The basis of the MD was a creature capable of opening and shutting a door between two compartments, both filled with air, at such speeds that individual molecules could be allowed passage, or blocked.  If the MD opened the door properly, allowing faster (hotter) molecules travel only one way, and slower (colder) ones only the other way, eventually the temperatures in the two boxes (originally the same) would differ - giving rise to what appears to be energy from nothing.

If the above process sounds familiar to any of you who didn't take physics or chemistry in high school or college, it's probably because it's roughly the same procedure the media, and their allies in 'official' political positions, are using - simply replace the words hotter and colder with conservative and liberal, and temperature with information.  I presume you've already made the connection to the Fairness Doctrine.

This definately results in an ordered informational environment.  There's none of that pesky 'alternate viewpoint' procedure to deal with inside the liberal box.  The problems come in when the liberal political-media system attempts to extract the informational equivalent to useful work.

In the 'Maxwell box'* example, the energy shift which drives useful work can only be obtained by allowing the hot side to act as a power source for something else.  The cold side would, presumably, act to take away waste heat, permitting the process to continue.  This process, however, increases entropy in the box and the outside environment - it heads toward a more chaotic, less orderly total state.

The metaphor kind of breaks down here, I'll admit.  It's not perfect.  But I think I can get the gist of my point across.  What if the hot side (and only the hot side) were never allowed to come into contact with anything?  What if, as seems to happen in the 'general' media (as opposed to reasonably accessible fora such as this one), only the cold (liberal, remember?) side came into contact with anything in the outside world?

The outside world would still gradually heat up the cold box.  The media's MD would continue to parse out anything too warm(conservative) for the cold box.  But the environment, losing its heat to the cold side of the box, would gradually become cooler and cooler - in our analogy, more and more liberal.
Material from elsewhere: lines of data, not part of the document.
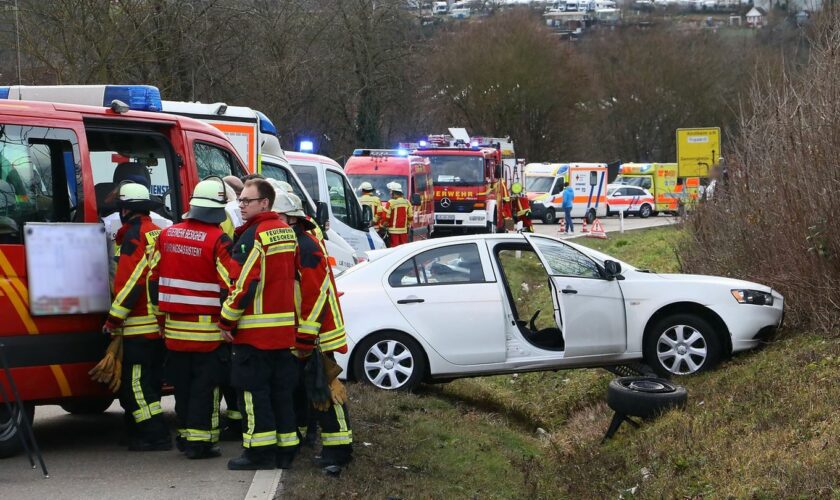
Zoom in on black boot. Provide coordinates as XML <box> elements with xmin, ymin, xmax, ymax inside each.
<box><xmin>228</xmin><ymin>448</ymin><xmax>276</xmax><ymax>470</ymax></box>
<box><xmin>184</xmin><ymin>443</ymin><xmax>222</xmax><ymax>460</ymax></box>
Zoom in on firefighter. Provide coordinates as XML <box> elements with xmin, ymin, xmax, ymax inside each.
<box><xmin>384</xmin><ymin>182</ymin><xmax>414</xmax><ymax>247</ymax></box>
<box><xmin>149</xmin><ymin>178</ymin><xmax>238</xmax><ymax>459</ymax></box>
<box><xmin>275</xmin><ymin>190</ymin><xmax>353</xmax><ymax>467</ymax></box>
<box><xmin>102</xmin><ymin>181</ymin><xmax>172</xmax><ymax>451</ymax></box>
<box><xmin>359</xmin><ymin>181</ymin><xmax>382</xmax><ymax>232</ymax></box>
<box><xmin>219</xmin><ymin>179</ymin><xmax>311</xmax><ymax>470</ymax></box>
<box><xmin>511</xmin><ymin>182</ymin><xmax>534</xmax><ymax>233</ymax></box>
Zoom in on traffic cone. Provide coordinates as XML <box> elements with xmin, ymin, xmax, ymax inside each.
<box><xmin>586</xmin><ymin>219</ymin><xmax>607</xmax><ymax>240</ymax></box>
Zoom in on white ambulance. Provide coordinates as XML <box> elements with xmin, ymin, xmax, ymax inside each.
<box><xmin>525</xmin><ymin>163</ymin><xmax>607</xmax><ymax>224</ymax></box>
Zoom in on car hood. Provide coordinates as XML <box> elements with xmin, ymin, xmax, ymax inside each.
<box><xmin>657</xmin><ymin>274</ymin><xmax>772</xmax><ymax>293</ymax></box>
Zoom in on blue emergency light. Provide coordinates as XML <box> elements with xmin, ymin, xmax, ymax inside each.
<box><xmin>102</xmin><ymin>85</ymin><xmax>163</xmax><ymax>112</ymax></box>
<box><xmin>257</xmin><ymin>111</ymin><xmax>278</xmax><ymax>137</ymax></box>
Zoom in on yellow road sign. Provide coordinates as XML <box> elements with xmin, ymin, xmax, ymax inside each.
<box><xmin>677</xmin><ymin>127</ymin><xmax>721</xmax><ymax>177</ymax></box>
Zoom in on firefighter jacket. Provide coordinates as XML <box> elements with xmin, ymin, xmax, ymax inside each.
<box><xmin>106</xmin><ymin>215</ymin><xmax>160</xmax><ymax>338</ymax></box>
<box><xmin>295</xmin><ymin>225</ymin><xmax>347</xmax><ymax>353</ymax></box>
<box><xmin>219</xmin><ymin>212</ymin><xmax>298</xmax><ymax>350</ymax></box>
<box><xmin>149</xmin><ymin>219</ymin><xmax>239</xmax><ymax>352</ymax></box>
<box><xmin>359</xmin><ymin>194</ymin><xmax>383</xmax><ymax>229</ymax></box>
<box><xmin>385</xmin><ymin>196</ymin><xmax>414</xmax><ymax>234</ymax></box>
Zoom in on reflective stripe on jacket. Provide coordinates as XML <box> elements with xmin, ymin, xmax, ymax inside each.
<box><xmin>220</xmin><ymin>212</ymin><xmax>298</xmax><ymax>350</ymax></box>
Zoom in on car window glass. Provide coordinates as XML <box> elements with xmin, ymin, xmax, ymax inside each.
<box><xmin>193</xmin><ymin>142</ymin><xmax>237</xmax><ymax>179</ymax></box>
<box><xmin>0</xmin><ymin>125</ymin><xmax>83</xmax><ymax>244</ymax></box>
<box><xmin>392</xmin><ymin>243</ymin><xmax>485</xmax><ymax>286</ymax></box>
<box><xmin>530</xmin><ymin>238</ymin><xmax>601</xmax><ymax>278</ymax></box>
<box><xmin>292</xmin><ymin>164</ymin><xmax>321</xmax><ymax>202</ymax></box>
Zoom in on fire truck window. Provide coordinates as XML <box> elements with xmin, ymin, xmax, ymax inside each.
<box><xmin>0</xmin><ymin>125</ymin><xmax>82</xmax><ymax>244</ymax></box>
<box><xmin>292</xmin><ymin>165</ymin><xmax>321</xmax><ymax>202</ymax></box>
<box><xmin>193</xmin><ymin>142</ymin><xmax>238</xmax><ymax>179</ymax></box>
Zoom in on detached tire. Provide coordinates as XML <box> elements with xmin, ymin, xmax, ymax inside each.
<box><xmin>0</xmin><ymin>403</ymin><xmax>35</xmax><ymax>458</ymax></box>
<box><xmin>607</xmin><ymin>377</ymin><xmax>688</xmax><ymax>418</ymax></box>
<box><xmin>61</xmin><ymin>398</ymin><xmax>114</xmax><ymax>415</ymax></box>
<box><xmin>353</xmin><ymin>332</ymin><xmax>426</xmax><ymax>392</ymax></box>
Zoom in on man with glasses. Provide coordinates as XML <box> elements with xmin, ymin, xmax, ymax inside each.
<box><xmin>219</xmin><ymin>179</ymin><xmax>312</xmax><ymax>470</ymax></box>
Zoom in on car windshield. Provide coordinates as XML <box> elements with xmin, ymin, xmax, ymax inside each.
<box><xmin>347</xmin><ymin>174</ymin><xmax>408</xmax><ymax>199</ymax></box>
<box><xmin>525</xmin><ymin>176</ymin><xmax>554</xmax><ymax>193</ymax></box>
<box><xmin>429</xmin><ymin>155</ymin><xmax>484</xmax><ymax>186</ymax></box>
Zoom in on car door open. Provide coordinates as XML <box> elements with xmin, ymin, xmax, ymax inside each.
<box><xmin>525</xmin><ymin>234</ymin><xmax>627</xmax><ymax>358</ymax></box>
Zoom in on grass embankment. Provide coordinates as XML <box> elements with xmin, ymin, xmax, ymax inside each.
<box><xmin>284</xmin><ymin>228</ymin><xmax>840</xmax><ymax>499</ymax></box>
I stated earlier for our distinguished (just ask them!) liberal elites that they were in favor of order, we (conservatives) in favor of chaos.  By this definition, and concerning information, it's true.  They're in favor of a world where everything is neat, orderly, and utterly incapable of overturning their viewpoints.  (Example: See AGW consensus arguments.)  We're in favor of a world where all sides are allowed into action, there to be measured and weighed in the balance.  Some will fall by the wayside, others will thrive.  (I know I'm not telling the conservatives reading this anything new, but I'm kind of hoping some of the local libs ignored my earlier advice to them.)  After all, order - especially among a substance as naturally entropic as the human community - tends to be a bit brittle.

I said earlier I'm not really expecting to inform anyone with this, as most who'll bother to read past the first lines will already likely agree with me.  Still, it might be a useful way to think about the issue - and provide a bit of thought- and/or debate-fodder for the next time a liberal accuses my conservative readers of being 'opposed to science'.


*I'm sure there's an official name for these boxes, but I cannot recall it offhand.  'Maxwell box' is simply my own way of thinking about them.